L’occasion faisant le larron, ou le journaliste, la presse a profité évoquer avec les chefs des 3 opérateurs, l’actualité agricole dominée depuis quelques semaines par la menace acridienne qui pèse sur les pays du Maghreb et du Sahel, et donc du Burkina. "Pour le moment, les criquets pèlerins sont loin de la zone cotonnière mais des mesures sont prises pour parer à toute éventualité", a répondu en substance TTC, ajoutant que c’est aussi le calme plat pour ce qui est des ravageurs du cotonnier, qu’il s’agisse d’hélicoverpa, de la chenille ou de la mouche blanche.

Autrement dit, la campagne se présente bien et si la pluie ne nous abandonne pas avant le 15 octobre, s’il n’y a pas de parasitisme, si les criquets ne débarquent pas... la SOFITEX espère rattraper la production perdue avec la cession des deux zones en faisant environ 500 000 tonnes de coton graine dans sa partie afin que la production nationale atteigne les 600 000 tonnes escomptés. On se veut toutefois prudent car tout peut encore arriver : des poches de sécheresse, des inondations, les ravageurs, etc. Tout va se jouer en fait dans ce mois de septembre qui est assez stratégique et capital pour le cotonnier, de sorte que tout le monde est "en état d’alerte maximum".

Si jusqu’au 20 septembre, il n’y a rien, on aura gagné à 80% et à 90% si en fin septembre les conditions sont toujours bonnes. Célestin Tiendrébéogo a aussi battu en brèche l’idée selon laquelle les nouveaux opérateurs de la filière pourraient gêner la progression de la SOFITEX : "Il y a suffisamment d’espace au Burkina vu les hectares de terres cultivables dont nous disposons et depuis environ deux ans, il y a également des zones nouvelles dans la partie SOFITEX". Et cette histoire de graines pourries que la SOFITEX, selon un syndicat national des travailleurs de l’agro-pastoral (SYNATAP), aurait faroguées aux producteurs ? Réponse de TTC : "... Le pouvoir germinatif de la semence n’était pas le même que les années précédentes.

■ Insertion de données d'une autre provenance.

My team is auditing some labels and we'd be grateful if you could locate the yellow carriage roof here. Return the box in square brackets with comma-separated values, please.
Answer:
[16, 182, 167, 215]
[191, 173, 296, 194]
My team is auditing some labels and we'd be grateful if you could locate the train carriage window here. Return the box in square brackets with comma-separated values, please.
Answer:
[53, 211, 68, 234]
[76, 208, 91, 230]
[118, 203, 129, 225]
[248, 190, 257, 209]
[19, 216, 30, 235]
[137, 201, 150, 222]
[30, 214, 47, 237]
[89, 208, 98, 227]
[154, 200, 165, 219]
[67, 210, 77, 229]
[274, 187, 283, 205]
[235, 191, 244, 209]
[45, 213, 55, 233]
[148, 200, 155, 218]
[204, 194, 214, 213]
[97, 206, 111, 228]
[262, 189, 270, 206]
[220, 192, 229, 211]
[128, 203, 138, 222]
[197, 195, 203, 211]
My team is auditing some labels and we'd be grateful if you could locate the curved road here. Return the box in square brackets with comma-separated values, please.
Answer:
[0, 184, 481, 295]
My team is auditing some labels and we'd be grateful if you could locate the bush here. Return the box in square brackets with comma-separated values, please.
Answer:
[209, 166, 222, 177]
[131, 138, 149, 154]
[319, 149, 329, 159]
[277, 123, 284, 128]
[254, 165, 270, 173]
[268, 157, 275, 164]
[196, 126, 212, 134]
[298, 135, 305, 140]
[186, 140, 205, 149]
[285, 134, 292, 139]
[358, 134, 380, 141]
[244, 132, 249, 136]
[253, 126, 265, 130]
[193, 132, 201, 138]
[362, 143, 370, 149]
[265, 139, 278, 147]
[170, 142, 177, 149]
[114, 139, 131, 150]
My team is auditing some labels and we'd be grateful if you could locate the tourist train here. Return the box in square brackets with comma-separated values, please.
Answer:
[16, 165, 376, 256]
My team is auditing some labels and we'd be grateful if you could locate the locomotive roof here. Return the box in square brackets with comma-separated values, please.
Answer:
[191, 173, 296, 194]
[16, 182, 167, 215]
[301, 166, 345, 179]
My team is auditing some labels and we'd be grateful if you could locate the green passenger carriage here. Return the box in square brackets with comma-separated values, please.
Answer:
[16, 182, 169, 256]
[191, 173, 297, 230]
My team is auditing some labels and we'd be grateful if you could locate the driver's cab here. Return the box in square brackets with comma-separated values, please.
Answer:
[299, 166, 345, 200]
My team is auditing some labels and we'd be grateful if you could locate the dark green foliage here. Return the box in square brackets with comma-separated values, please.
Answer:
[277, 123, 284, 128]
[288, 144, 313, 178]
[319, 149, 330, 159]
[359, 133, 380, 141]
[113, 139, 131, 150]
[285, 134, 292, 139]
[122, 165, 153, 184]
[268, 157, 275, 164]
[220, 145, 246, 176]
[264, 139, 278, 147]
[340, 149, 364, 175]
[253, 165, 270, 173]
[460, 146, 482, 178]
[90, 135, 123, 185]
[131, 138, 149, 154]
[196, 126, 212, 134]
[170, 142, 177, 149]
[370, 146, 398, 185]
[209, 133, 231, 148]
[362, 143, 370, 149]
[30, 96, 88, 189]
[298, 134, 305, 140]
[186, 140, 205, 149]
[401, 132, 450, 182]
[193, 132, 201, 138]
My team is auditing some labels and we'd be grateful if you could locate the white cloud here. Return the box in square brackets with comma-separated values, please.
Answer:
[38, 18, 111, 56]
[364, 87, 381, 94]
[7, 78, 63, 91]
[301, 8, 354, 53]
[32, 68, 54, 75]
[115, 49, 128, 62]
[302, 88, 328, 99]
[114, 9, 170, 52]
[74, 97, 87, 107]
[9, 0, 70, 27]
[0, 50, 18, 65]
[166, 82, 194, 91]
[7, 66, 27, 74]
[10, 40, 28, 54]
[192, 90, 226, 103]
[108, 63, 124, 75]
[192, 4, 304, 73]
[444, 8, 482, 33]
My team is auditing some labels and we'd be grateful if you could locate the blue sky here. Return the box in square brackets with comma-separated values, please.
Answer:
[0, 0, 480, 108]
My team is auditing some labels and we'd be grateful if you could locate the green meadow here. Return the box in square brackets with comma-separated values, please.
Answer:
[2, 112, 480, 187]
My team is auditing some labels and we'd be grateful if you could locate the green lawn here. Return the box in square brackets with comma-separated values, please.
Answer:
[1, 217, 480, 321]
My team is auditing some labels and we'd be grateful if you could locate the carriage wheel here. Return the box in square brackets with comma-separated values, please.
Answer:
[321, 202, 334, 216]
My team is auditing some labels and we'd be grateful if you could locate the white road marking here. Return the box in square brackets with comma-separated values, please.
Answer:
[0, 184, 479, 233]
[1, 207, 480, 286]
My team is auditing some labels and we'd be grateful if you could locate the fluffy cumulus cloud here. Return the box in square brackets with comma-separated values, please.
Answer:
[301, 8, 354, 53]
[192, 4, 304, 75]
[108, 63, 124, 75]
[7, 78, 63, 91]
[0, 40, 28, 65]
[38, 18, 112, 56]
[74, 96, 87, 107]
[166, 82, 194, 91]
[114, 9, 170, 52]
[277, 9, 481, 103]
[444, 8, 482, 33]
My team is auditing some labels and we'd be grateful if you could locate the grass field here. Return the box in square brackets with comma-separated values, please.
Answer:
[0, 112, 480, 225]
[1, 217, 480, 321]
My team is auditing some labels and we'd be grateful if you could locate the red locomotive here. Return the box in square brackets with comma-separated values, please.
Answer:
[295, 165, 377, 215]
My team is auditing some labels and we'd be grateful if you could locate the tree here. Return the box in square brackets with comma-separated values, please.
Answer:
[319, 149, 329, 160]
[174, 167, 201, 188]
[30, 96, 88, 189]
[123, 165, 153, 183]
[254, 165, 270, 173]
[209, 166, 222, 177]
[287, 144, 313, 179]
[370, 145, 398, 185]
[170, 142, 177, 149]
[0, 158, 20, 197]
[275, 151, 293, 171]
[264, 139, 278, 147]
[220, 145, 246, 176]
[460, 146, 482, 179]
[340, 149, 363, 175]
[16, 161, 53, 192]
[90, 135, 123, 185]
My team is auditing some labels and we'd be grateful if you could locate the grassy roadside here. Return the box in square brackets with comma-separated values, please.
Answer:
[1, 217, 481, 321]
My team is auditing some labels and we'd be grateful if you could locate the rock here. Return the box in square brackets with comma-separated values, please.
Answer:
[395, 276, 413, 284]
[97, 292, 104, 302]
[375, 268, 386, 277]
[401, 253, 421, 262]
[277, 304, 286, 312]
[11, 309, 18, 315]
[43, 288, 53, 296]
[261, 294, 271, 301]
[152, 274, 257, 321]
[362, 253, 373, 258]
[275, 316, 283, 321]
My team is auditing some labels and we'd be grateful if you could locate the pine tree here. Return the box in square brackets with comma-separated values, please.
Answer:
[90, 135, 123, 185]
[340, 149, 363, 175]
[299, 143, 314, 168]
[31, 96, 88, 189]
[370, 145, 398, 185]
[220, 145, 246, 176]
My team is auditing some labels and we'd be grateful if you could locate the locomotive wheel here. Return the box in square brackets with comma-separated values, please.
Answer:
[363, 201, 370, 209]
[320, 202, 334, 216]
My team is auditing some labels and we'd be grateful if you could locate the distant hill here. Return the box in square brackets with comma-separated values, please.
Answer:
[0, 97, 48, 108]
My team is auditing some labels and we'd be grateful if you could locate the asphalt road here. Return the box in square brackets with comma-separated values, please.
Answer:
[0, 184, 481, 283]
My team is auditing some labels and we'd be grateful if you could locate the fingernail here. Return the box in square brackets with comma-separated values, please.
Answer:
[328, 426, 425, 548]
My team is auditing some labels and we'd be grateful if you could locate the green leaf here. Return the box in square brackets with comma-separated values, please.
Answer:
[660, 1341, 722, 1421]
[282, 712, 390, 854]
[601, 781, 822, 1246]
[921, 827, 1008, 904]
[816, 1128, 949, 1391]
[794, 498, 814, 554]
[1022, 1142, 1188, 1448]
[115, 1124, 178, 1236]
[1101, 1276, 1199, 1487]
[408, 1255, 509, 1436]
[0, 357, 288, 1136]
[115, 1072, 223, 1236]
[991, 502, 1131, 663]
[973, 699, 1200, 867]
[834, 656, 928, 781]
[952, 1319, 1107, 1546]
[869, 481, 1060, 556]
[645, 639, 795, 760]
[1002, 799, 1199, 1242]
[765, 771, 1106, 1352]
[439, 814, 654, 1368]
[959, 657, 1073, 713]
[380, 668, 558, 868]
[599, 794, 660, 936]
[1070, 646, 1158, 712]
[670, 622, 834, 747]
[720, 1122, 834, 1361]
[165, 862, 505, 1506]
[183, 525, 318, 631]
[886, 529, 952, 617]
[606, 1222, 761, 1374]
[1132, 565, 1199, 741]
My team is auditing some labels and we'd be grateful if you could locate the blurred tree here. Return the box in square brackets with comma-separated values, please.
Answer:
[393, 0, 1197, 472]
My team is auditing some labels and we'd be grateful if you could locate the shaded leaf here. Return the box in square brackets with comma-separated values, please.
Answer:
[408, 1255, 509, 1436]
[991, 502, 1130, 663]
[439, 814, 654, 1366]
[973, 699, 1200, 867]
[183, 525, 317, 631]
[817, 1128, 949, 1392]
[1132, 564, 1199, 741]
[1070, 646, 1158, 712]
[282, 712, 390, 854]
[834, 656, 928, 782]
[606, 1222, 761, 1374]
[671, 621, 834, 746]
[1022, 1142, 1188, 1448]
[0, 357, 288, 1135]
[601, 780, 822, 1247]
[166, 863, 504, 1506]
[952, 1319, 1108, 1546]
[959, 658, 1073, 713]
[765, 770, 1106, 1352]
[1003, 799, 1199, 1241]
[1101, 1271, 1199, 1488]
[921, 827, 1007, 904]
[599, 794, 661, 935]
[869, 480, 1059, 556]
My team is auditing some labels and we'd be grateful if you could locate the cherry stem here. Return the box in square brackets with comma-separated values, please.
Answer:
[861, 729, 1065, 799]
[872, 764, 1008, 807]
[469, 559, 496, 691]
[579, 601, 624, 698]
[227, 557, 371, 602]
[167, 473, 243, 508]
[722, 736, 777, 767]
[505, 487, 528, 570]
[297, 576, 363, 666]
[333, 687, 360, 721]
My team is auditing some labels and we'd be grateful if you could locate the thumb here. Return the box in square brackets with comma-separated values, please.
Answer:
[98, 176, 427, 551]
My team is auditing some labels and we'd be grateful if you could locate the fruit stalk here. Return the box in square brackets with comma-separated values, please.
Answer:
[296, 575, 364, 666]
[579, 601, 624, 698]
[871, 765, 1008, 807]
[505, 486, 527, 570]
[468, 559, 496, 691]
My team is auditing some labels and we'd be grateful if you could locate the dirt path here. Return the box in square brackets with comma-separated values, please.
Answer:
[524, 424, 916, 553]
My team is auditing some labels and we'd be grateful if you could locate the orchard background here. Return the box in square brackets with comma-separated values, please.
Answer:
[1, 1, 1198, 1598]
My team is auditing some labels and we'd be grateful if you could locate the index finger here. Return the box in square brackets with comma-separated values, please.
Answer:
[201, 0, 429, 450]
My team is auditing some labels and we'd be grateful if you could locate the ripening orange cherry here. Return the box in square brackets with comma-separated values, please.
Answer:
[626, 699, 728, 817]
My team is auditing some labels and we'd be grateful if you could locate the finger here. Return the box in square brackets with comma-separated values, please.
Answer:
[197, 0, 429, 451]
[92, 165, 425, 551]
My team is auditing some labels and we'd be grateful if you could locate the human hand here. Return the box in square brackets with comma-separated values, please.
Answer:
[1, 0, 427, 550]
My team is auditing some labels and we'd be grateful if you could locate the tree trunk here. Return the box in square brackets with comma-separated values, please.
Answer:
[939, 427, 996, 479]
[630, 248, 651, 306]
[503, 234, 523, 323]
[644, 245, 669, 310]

Dans toute la sous-région, on a constaté que pour ce qui et du rendement égrenage, la fibre était supérieure d’un point par rapport aux autres saisons ; que ce soit au Burkina, au Mali ou en Côte d’Ivoire. Ça veut dire que la graine était plus légère en poids. De 70 à 75% de pouvoir de germination qu’on avait, on s’est ainsi retrouvé à 55-60% pour cette campagne. Du reste, ceux qui nous ont suivi pendant les forums ont pu entendre le message que nous avons livré aux paysans à qui nous avons donné deux sacs par hectare au lieu d’un et il y a eu des circulaires indiquant qu’au lieu de 2 ou 3 graines délitées par poquet, il leur fallait mettre 6 ou 7. Chaque année c’est le même débat avec les producteurs.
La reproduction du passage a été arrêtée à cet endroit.